Load Packages¶

In [ ]:
# Reading in, manipulations
import pandas as pd
import numpy as np
import re

# Plotting
import plotly.express as px
import plotly.io as pio
import plotly.figure_factory as ff

# Modeling
from sklearn.model_selection import train_test_split
from sklearn.ensemble import RandomForestClassifier

# Evaluating the model
from sklearn.metrics import classification_report, confusion_matrix

# Stop warnings
import warnings
warnings.filterwarnings("ignore")

Set a theme¶

In [ ]:
pio.templates.default = "plotly_white"
pio.renderers.default = "notebook"

Read data and manipulate it¶

In [ ]:
df_train = pd.read_csv("data/train.csv")
df_test = pd.read_csv("data/test.csv")

Convert from CamelCase to snake

In [ ]:
def to_snake(camel_case_str):
    return ''.join(['_' + i.lower() if i.isupper() else i for i in camel_case_str]).lstrip('_')
df_train.columns = [to_snake(camel_str) for camel_str in df_train.columns]
df_test.columns = [to_snake(camel_str) for camel_str in df_test.columns]

Add names¶

The data is manually inputted and probably not validated, therefore I'm
applying some changes and adding new variables:

  1. Dates and times
  2. Age in days and age in years
  3. Sex (M, F, unknown)
  4. Reproduction
  5. Simplify color names
  6. Has Name (no name versus named)
  7. Mix (is mix versus not a mix)
  8. Age Category (newborn, baby, animal)
  9. Is aggressive breed

Add dates and time measures

In [ ]:
df_train['date_time'] = pd.to_datetime(df_train['date_time'])
df_train['date'] = df_train['date_time'].dt.date
df_train['hour'] = df_train['date_time'].dt.hour

Add months

In [ ]:
df_train['month'] = df_train['date_time'].dt.month
df_train['year_month'] = df_train['date_time'].dt.strftime("%Y/%m")

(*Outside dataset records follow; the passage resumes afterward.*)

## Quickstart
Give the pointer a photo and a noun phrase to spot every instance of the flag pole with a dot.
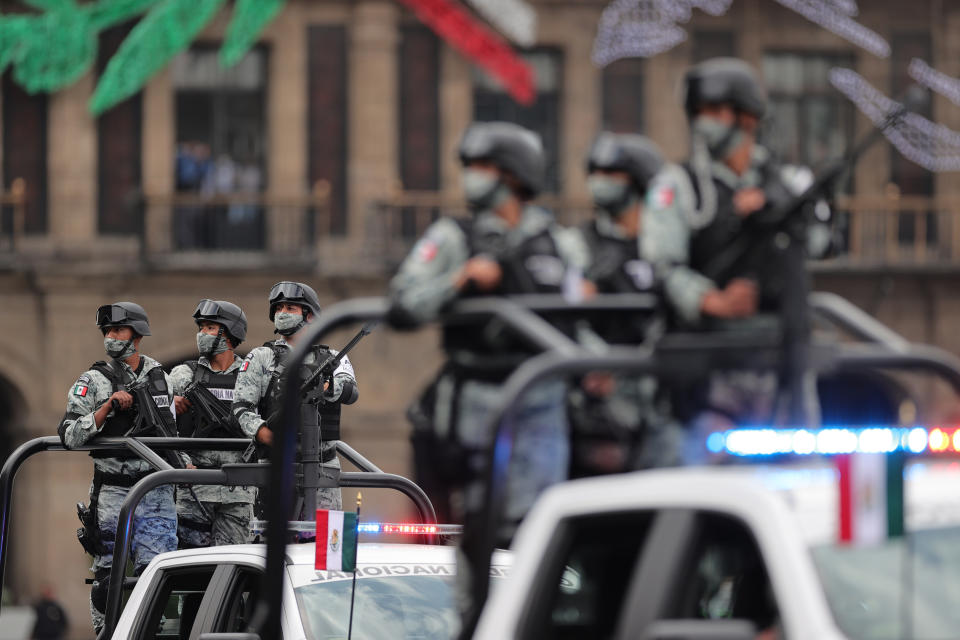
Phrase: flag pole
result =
(353, 587)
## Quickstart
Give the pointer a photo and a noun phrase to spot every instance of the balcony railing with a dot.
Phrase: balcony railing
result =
(244, 230)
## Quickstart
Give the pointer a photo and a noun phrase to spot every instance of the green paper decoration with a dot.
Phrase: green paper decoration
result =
(53, 48)
(249, 19)
(167, 30)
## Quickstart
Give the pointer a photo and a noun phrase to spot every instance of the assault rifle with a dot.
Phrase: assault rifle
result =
(210, 414)
(312, 388)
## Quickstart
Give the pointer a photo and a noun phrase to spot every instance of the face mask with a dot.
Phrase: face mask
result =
(209, 346)
(609, 194)
(287, 323)
(483, 189)
(721, 139)
(118, 349)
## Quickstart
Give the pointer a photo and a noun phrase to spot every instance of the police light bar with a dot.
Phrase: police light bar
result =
(750, 442)
(259, 527)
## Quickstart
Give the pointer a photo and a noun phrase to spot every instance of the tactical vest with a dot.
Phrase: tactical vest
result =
(720, 232)
(221, 385)
(121, 422)
(270, 403)
(534, 266)
(615, 263)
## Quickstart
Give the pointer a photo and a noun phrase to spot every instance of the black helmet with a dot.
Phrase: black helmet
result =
(510, 147)
(636, 155)
(227, 314)
(724, 81)
(295, 292)
(123, 314)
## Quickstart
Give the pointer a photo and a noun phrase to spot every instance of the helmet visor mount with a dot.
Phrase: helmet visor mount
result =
(111, 314)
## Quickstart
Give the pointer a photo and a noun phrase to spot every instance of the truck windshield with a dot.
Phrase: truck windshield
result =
(392, 602)
(905, 588)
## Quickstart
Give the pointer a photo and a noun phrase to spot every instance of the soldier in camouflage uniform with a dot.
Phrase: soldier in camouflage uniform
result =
(507, 247)
(620, 423)
(695, 212)
(256, 399)
(223, 326)
(98, 403)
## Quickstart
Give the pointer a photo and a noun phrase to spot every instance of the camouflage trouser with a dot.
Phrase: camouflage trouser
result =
(540, 456)
(230, 525)
(154, 532)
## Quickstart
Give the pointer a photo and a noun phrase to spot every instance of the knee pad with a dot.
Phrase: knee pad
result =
(98, 594)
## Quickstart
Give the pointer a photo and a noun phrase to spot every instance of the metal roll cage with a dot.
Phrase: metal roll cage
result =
(562, 355)
(240, 474)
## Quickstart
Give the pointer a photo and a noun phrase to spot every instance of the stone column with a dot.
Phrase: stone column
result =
(72, 168)
(286, 125)
(372, 172)
(157, 155)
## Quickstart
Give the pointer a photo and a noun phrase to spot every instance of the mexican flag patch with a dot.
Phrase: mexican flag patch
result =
(336, 541)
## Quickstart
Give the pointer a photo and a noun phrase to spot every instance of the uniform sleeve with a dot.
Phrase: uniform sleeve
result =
(575, 254)
(665, 242)
(342, 377)
(252, 382)
(179, 379)
(89, 391)
(426, 280)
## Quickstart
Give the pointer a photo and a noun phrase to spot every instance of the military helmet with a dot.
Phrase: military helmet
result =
(123, 314)
(724, 81)
(510, 148)
(636, 155)
(227, 314)
(296, 293)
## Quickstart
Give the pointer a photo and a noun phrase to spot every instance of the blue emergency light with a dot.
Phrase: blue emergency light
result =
(760, 441)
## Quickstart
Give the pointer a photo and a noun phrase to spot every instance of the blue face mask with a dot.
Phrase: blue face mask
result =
(118, 349)
(287, 323)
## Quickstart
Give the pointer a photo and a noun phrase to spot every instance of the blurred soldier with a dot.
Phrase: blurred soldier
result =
(222, 327)
(256, 400)
(507, 247)
(620, 423)
(98, 403)
(696, 212)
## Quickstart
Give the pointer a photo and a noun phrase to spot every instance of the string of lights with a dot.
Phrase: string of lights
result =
(931, 145)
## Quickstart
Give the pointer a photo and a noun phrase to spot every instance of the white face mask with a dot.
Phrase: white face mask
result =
(721, 138)
(483, 189)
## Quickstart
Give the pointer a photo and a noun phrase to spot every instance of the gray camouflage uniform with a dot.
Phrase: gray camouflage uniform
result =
(423, 286)
(231, 507)
(155, 519)
(671, 218)
(252, 385)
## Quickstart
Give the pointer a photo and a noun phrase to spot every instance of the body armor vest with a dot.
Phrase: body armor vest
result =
(221, 385)
(121, 422)
(270, 403)
(534, 266)
(764, 267)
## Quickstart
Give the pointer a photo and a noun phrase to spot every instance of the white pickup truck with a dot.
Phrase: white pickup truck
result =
(403, 591)
(741, 552)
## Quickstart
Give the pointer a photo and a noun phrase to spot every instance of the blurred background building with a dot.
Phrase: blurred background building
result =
(331, 145)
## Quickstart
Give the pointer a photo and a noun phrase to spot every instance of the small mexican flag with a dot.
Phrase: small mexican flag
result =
(336, 540)
(871, 497)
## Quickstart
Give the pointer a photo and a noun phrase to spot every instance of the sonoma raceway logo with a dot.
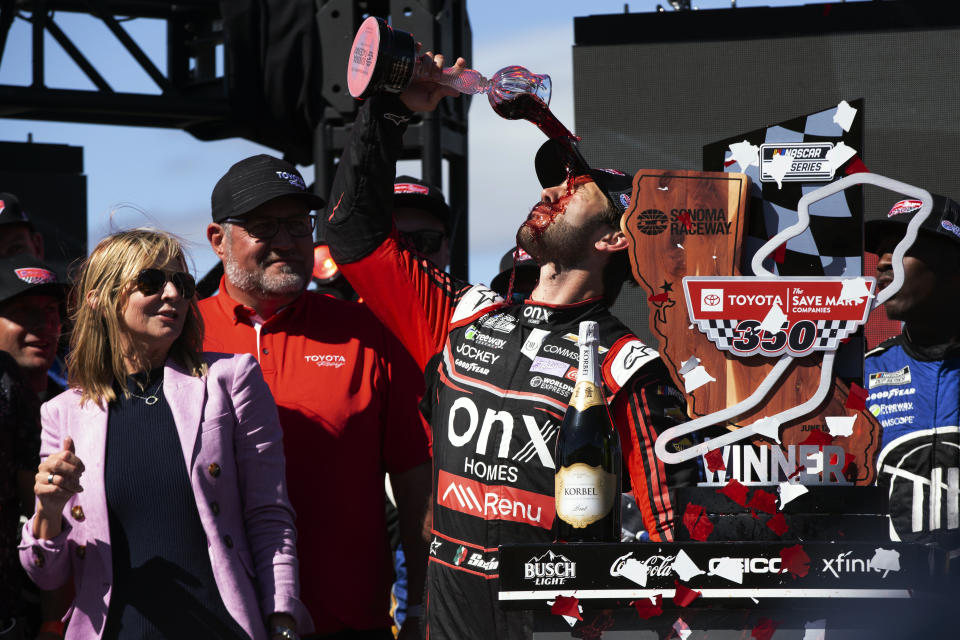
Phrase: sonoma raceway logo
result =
(327, 360)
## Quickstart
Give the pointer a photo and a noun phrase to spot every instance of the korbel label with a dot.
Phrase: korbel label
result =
(584, 494)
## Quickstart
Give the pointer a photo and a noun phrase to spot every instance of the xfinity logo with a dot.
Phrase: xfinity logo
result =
(536, 314)
(327, 360)
(549, 569)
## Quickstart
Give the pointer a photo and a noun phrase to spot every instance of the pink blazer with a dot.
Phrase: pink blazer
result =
(232, 447)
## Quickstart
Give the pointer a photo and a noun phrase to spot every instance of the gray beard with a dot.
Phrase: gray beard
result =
(259, 282)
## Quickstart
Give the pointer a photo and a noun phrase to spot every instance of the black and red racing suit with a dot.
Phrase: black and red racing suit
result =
(499, 376)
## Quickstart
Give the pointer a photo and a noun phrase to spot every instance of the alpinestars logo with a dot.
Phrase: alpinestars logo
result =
(327, 360)
(549, 569)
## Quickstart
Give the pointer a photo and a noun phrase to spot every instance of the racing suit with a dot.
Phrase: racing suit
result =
(499, 376)
(915, 394)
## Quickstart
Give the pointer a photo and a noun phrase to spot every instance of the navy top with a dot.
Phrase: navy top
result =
(163, 584)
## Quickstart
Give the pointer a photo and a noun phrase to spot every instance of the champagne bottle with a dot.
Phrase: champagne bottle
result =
(587, 482)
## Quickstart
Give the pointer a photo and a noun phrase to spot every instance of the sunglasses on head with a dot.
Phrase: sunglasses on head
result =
(152, 281)
(425, 241)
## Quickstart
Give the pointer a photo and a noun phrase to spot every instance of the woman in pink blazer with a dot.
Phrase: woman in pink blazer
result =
(162, 490)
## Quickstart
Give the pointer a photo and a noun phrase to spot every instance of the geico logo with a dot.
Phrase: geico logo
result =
(566, 353)
(536, 313)
(465, 412)
(750, 565)
(476, 354)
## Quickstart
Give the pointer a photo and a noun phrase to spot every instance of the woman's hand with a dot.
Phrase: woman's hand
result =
(57, 480)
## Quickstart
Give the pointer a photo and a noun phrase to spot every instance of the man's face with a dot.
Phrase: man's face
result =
(425, 232)
(17, 238)
(930, 278)
(561, 227)
(268, 267)
(29, 330)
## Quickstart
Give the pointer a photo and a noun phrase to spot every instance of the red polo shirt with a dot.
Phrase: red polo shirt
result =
(347, 396)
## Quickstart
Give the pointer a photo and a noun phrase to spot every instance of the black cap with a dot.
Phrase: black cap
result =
(417, 194)
(515, 257)
(25, 274)
(942, 222)
(555, 161)
(11, 212)
(254, 181)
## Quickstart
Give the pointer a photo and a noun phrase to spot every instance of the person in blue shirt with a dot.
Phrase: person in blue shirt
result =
(913, 379)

Convert the age of pets in days

In [ ]:
def convert_to_days(age_str):
    if pd.isna(age_str):
        return None
    match = re.match(r'(\d+)\s*(year|month|week|day)s?', str(age_str))
    if match:
        value, unit = match.groups()
        value = int(value)
        if unit == 'year':
            return value * 365
        elif unit == 'month':
            return value * 30
        elif unit == 'week':
            return value * 7
        elif unit == 'day':
            return value
    return None 

df_train['age_in_days'] = df_train['ageupon_outcome'].apply(convert_to_days)
df_train['age_in_years'] = df_train['age_in_days'] / 365

df_test['age_in_days'] = df_test['ageupon_outcome'].apply(convert_to_days)
df_test['age_in_years'] = df_test['age_in_days'] / 365

Extract sex

In [ ]:
df_train['sex'] = df_train['sexupon_outcome'].str.split().str[-1]
df_train['reproduction'] = df_train['sexupon_outcome'].str.split().str[0].fillna('Unknown')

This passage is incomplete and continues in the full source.